DIÁRIO DE PEQUIM
O MAPA DA CULTURA
Miniteatro do absurdo
Os censores chineses e sua obsessão por sexo
HÁ TRÊS ANOS, quando esperavam a permissão para abrir as portas, os diretores do teatro experimental Troia decidiram testar os limites do público e da amordaçada cultura chinesa.
Ainda fora do radar da censura, montaram uma produção quase clandestina de "Os Monólogos da Vagina".
O megasucesso da autora norte-americana Eve Ensler, que aborda sem pudores a sexualidade feminina, deveria ter só três apresentações. A reação do público foi tão efusiva que ele foi encenado dez vezes, até chamar a atenção da censura e ser retirado de cartaz.
Situado num novo distrito artístico de Pequim, o Troia é um "miniteatro", como são conhecidos os espaços de vanguarda à margem da cena dominada por peças subsidiadas pelo Estado.
Os miniteatros tem atraído cada vez mais público, principalmente o jovem, sedento por narrativas que rompam com o tradicional.
O interesse atiçou a censura, que nos últimos meses começou a enviar agentes à paisana aos miniteatros.
Responsável por submeter os textos do Troia à censura, Chen Mo Xian, 24, se irrita com o tom paternalista dos comentários que recebe de volta, quase sempre escritos com caneta vermelha.
"Os censores são obcecados por sexo", disse à Folha. "Eles mandam recadinhos com lições de moral".
Chen não se dá por vencido. Muitas vezes envia uma versão comportada para a censura e a verdadeira para o palco.
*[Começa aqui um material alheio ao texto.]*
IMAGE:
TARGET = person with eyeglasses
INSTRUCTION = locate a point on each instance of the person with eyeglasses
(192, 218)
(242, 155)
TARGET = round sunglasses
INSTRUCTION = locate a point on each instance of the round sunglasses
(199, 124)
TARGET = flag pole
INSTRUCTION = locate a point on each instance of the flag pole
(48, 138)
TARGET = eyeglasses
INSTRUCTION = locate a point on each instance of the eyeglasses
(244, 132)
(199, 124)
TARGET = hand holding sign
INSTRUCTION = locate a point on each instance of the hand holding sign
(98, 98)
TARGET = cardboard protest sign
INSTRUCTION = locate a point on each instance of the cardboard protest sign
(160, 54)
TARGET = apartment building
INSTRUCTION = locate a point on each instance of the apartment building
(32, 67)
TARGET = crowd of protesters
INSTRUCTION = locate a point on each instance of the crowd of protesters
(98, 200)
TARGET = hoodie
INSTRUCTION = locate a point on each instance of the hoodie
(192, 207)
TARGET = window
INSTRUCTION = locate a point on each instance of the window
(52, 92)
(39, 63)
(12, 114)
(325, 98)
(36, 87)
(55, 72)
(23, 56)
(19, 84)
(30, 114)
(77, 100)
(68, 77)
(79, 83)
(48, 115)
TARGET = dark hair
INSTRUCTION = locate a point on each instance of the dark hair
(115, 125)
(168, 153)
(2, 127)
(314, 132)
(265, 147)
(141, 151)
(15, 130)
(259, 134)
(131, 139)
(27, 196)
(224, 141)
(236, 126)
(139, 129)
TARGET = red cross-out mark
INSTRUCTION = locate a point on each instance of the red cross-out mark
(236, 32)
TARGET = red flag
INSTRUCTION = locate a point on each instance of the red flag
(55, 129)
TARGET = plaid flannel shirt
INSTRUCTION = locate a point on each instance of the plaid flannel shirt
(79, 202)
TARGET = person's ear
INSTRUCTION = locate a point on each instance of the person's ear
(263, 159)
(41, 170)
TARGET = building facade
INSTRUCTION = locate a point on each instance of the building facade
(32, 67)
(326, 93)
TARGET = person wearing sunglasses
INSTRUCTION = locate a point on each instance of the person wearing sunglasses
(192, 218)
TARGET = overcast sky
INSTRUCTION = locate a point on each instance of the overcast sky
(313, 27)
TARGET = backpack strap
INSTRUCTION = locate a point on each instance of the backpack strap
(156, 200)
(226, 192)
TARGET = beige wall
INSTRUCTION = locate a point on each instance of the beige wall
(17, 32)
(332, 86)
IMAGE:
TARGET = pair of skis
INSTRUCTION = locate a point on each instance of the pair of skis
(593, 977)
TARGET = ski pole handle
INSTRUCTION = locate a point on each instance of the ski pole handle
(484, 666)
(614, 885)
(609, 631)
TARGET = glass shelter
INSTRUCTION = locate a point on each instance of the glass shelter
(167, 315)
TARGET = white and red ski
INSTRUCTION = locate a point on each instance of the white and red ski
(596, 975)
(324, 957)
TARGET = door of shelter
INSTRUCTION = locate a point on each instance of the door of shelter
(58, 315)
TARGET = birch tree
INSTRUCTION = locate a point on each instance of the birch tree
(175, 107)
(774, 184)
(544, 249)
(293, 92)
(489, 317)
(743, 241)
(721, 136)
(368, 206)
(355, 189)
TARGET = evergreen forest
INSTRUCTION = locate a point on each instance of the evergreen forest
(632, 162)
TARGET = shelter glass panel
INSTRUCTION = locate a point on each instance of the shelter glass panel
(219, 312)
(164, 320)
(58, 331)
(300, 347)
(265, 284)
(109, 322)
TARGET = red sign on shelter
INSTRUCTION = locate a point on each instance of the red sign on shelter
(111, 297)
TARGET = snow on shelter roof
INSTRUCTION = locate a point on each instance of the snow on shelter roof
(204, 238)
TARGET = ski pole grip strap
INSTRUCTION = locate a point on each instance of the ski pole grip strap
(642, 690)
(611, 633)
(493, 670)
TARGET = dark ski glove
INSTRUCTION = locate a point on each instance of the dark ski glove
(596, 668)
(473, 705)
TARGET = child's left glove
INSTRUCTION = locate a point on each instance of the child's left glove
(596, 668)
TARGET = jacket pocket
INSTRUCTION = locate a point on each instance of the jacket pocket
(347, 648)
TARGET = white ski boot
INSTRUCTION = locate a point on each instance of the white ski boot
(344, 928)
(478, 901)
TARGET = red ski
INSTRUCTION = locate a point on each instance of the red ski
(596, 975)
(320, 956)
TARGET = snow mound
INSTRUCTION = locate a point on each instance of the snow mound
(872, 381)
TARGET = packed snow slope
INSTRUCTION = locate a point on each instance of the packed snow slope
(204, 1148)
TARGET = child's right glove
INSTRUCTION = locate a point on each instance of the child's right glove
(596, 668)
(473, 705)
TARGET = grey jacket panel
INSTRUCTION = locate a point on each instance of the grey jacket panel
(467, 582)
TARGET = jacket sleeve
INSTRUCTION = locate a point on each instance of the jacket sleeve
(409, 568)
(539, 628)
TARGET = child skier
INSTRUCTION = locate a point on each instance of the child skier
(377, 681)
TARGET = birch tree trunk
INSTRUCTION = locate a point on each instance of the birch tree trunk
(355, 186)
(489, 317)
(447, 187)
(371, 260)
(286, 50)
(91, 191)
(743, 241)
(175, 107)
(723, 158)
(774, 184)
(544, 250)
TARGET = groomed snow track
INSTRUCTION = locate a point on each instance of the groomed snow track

O truque já foi descoberto duas vezes por censores à paisana, que ameaçaram fechar o teatro.
Outra estratégia é mudar a linguagem sem alterar a mensagem. "O público sempre entende", diz.
MODA É CULTURA
A ministra da Cultura, Marta Suplicy, não escondeu seu encanto com uma exibição em Pequim que conta a história da moda chinesa nos últimos 30 anos.
Longe da polêmica que gerou no Brasil ao liberar recursos da Lei Rouanet para estilistas famosos, a ministra estava à vontade para extravasar sua convicção de que moda também é cultura.
A exposição tenta mostrar que o estilo chinês não se limita à imitação de grifes estrangeiras.
Uma das estilistas mais faladas da exibição é Ma Ke, que recebeu um empurrão na mídia local ao ter suas criações usadas pela primeira-dama chinesa, Peng Liyuan, uma famosa cantora.
Peng virou modelo nacional de glamour ao aparecer --com destaque e elegância incomuns para uma primeira-dama chinesa-- ao lado do marido, o presidente Xi Jinping, desde que ele assumiu o cargo, em março.
Mas ousadia tem limite. Peng prefere modelos clássicos, em nada parecidos com a extravagante armadura inspirada nos guerreiros de terracota exibida por Ma Ke na exposição de Pequim.
LUA MINGUANTE
Depois de amanhã os chineses entram em pausa durante uma semana para o feriado de meio de outono, o mais longo de seu calendário ao lado do Festival da Primavera (Ano Novo).
Mas neste ano, a principal tradição da temporada, o ato de presentear com pequenos bolos recheados, foi abatida pela cruzada anticorrupção do governo.
Conhecido como "bolo da lua", a guloseima cabe na palma da mão mas pesa no estômago, por sua massa pesada e o recheio idem.
A tradição, que remonta à dinastia Yuan (1271-1368), virou um símbolo de extravagância, com bolinhos chegando a custar até R$ 2.000 em caixas luxuosas que incluem joias e outros mimos.
Em muitos casos, o bolo da lua é usado como propina --o que explica a ordem do governo de vetar o uso de verbas públicas para a compra do doce.
HOLLYWOOD CHINESA
Uma constelação de astros internacionais do cinema desembarcou na cidade costeira de Qingdao no último fim de semana, a convite do bilionário Wang Jianlin, o homem mais rico da China.
Era o lançamento do mega- estúdio planejado por Wang para competir com Hollywood. Quem é do ramo prevê uma revolução.
"Hollywood chinesa é uma contradição em termos. Ou é Hollywood ou é chinesa", disse à Folha o ator austríaco Christoph Waltz, ganhador de dois Oscars por filmes de Quentin Tarantino.